Cato Institute senior fellow Dan Mitchell and his colleague Peter Van Doren have a fascinating point to make about “income inequality,” which we’ve been hearing so much about in the media these days. There are many flaws in the way this topic is framed and discussed, but one of the most basic problems is that people don’t really understand what “income” means any more.
Do you really know what your precise weekly income is? Most employees understand that they can’t answer that question by simply looking at the net payable amount on their paychecks. Fewer appreciate that the answer is not found in the gross pay totals on the paycheck stub, either. Businesses are obliged to pay for many benefits, while others are offered voluntarily, as part of the employee’s compensation package. Benefits such as vacation and holiday pay have a real dollar cost associated with them, although most workers don’t think about them in such terms.
Then there are even more indirect costs associated with labor, so far removed from the employee’s wages and explicit benefits that they’re virtually invisible… except to those who pay for them, of course.
One of those benefits is health care, whose true cost virtually no one understands. Van Doren crunched some numbers from two different studies, and found that much of the “income inequality” battered about in the media is actually due to a rising share of income being delivered in the form of increasingly expensive health benefits:
While it is true that the cash explicitly paid to employees has become more unequal over the last generation, the…more benign explanation for the change in cash compensation over a generation is the dramatic increase in health insurance costs. …inequality in total compensation has not increased because the fixed costs of health insurance are a much larger percentage of the total compensation of lower-earnings workers.
Burkhauser and Simon explore this explanation. They add the value of employer-provided health insurance as well as Medicaid and Medicare to the pre-tax, post-cash-transfer household income data and find that the bottom three income deciles actually exhibit higher growth than the top seven deciles from 1995 to 2008…
Warshawsky makes a similar discovery. Using unpublished BLS total compensation data, including employer health insurance expenditures, from 1999 to 2006, he finds that the growth in compensation by earnings decile (from the 30th to the 99th) averages 35 percent, with 41 percent growth at the 30th percentile (workers earning $10–$14 an hour) and only 35.8 percent growth at the 99th percentile (workers earning $59–$80 an hour).
Translating all this into simple English, it turns out that the rich are getting richer slower than the rest of us are getting richer.
By the way, even though I’m glad total compensation is growing more rapidly for the non-rich, these studies should not be interpreted as good news. As noted in the excerpt above, much of the additional money is diverted into a rather inefficient healthcare system.
This is the problem, not inequality. As I’ve explained before, American healthcare suffers from a third-party payer crisis caused by too much government intervention.
And because this distorted system leads to ever-higher costs, the increase in total compensation for lower-income and middle-income people does not translate into an increase in their living standards. Ordinary people feel like they’re on a treadmill.

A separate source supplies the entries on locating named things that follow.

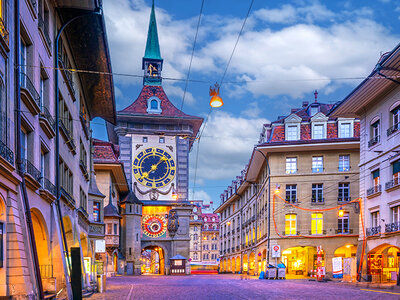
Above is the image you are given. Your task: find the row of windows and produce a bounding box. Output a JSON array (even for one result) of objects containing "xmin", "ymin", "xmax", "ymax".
[
  {"xmin": 285, "ymin": 182, "xmax": 350, "ymax": 203},
  {"xmin": 286, "ymin": 155, "xmax": 350, "ymax": 174}
]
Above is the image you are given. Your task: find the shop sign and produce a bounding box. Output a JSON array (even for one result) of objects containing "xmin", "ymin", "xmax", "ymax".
[
  {"xmin": 332, "ymin": 257, "xmax": 343, "ymax": 278},
  {"xmin": 95, "ymin": 240, "xmax": 106, "ymax": 253},
  {"xmin": 272, "ymin": 245, "xmax": 281, "ymax": 257}
]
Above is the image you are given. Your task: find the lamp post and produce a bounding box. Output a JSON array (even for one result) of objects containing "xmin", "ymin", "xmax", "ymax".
[{"xmin": 54, "ymin": 7, "xmax": 101, "ymax": 292}]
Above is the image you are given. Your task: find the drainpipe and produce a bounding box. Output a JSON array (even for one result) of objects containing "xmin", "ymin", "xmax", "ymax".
[
  {"xmin": 255, "ymin": 148, "xmax": 271, "ymax": 268},
  {"xmin": 14, "ymin": 0, "xmax": 44, "ymax": 299},
  {"xmin": 54, "ymin": 9, "xmax": 101, "ymax": 278}
]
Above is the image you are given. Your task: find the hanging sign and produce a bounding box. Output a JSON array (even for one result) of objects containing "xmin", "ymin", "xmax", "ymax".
[{"xmin": 271, "ymin": 245, "xmax": 281, "ymax": 257}]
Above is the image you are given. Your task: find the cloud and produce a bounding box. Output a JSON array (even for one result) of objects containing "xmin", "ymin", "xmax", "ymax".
[{"xmin": 190, "ymin": 112, "xmax": 268, "ymax": 182}]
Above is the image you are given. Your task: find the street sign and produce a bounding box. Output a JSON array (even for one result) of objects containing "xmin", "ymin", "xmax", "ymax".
[{"xmin": 271, "ymin": 245, "xmax": 281, "ymax": 257}]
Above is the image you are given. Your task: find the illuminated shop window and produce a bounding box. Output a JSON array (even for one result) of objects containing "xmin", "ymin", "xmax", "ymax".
[{"xmin": 311, "ymin": 213, "xmax": 324, "ymax": 234}]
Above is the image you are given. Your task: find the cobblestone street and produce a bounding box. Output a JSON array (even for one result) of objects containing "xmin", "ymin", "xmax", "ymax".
[{"xmin": 90, "ymin": 275, "xmax": 400, "ymax": 300}]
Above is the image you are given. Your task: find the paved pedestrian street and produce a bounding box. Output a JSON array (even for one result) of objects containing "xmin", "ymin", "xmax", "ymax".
[{"xmin": 90, "ymin": 275, "xmax": 400, "ymax": 300}]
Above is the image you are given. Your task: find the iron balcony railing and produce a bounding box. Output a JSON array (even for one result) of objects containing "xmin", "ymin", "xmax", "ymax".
[
  {"xmin": 22, "ymin": 159, "xmax": 42, "ymax": 182},
  {"xmin": 38, "ymin": 13, "xmax": 51, "ymax": 48},
  {"xmin": 366, "ymin": 225, "xmax": 381, "ymax": 236},
  {"xmin": 367, "ymin": 184, "xmax": 382, "ymax": 196},
  {"xmin": 368, "ymin": 135, "xmax": 381, "ymax": 147},
  {"xmin": 40, "ymin": 177, "xmax": 56, "ymax": 196},
  {"xmin": 0, "ymin": 18, "xmax": 10, "ymax": 46},
  {"xmin": 0, "ymin": 141, "xmax": 14, "ymax": 165},
  {"xmin": 40, "ymin": 105, "xmax": 55, "ymax": 128},
  {"xmin": 385, "ymin": 222, "xmax": 400, "ymax": 232},
  {"xmin": 386, "ymin": 123, "xmax": 400, "ymax": 136},
  {"xmin": 20, "ymin": 72, "xmax": 40, "ymax": 107},
  {"xmin": 385, "ymin": 177, "xmax": 400, "ymax": 190}
]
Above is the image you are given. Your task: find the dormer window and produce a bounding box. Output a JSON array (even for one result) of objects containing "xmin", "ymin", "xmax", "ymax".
[{"xmin": 146, "ymin": 97, "xmax": 162, "ymax": 114}]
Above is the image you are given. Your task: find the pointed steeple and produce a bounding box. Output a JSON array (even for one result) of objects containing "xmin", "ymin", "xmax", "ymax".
[
  {"xmin": 144, "ymin": 0, "xmax": 162, "ymax": 59},
  {"xmin": 142, "ymin": 0, "xmax": 163, "ymax": 85}
]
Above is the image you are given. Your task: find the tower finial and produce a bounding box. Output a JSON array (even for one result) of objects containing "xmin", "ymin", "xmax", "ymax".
[{"xmin": 314, "ymin": 90, "xmax": 318, "ymax": 103}]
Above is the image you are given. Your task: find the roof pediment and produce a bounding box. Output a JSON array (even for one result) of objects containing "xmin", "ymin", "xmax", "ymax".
[
  {"xmin": 285, "ymin": 113, "xmax": 301, "ymax": 123},
  {"xmin": 311, "ymin": 112, "xmax": 329, "ymax": 122}
]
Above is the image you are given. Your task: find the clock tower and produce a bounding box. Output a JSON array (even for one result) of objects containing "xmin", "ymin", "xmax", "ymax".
[{"xmin": 107, "ymin": 2, "xmax": 203, "ymax": 274}]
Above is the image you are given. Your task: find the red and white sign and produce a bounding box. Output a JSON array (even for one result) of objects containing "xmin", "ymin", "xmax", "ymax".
[{"xmin": 271, "ymin": 245, "xmax": 281, "ymax": 257}]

In other words, while assertions of rising income inequality are dubious, there is a real issue of stagnation.
Shifting these costs into government-controlled programs does not make them go away. Health care benefits are still part of labor cost, whether the employer pays a private insurance company, forks over taxes to fund government programs, or any fusion of the two approaches.
As with so many other statistics, numbers that “prove” income inequality can be made to dance on the head of a pin. It’s especially easy when not even the word “income” has a clearly understood meaning anymore. The more compensation is routed through the government, the less aware of it an employee becomes. That’s the whole idea behind paycheck withholding: grab those taxes before people even realize the money is gone. Very few of us have a clear idea of just how much of our money is “going,” or where it goes.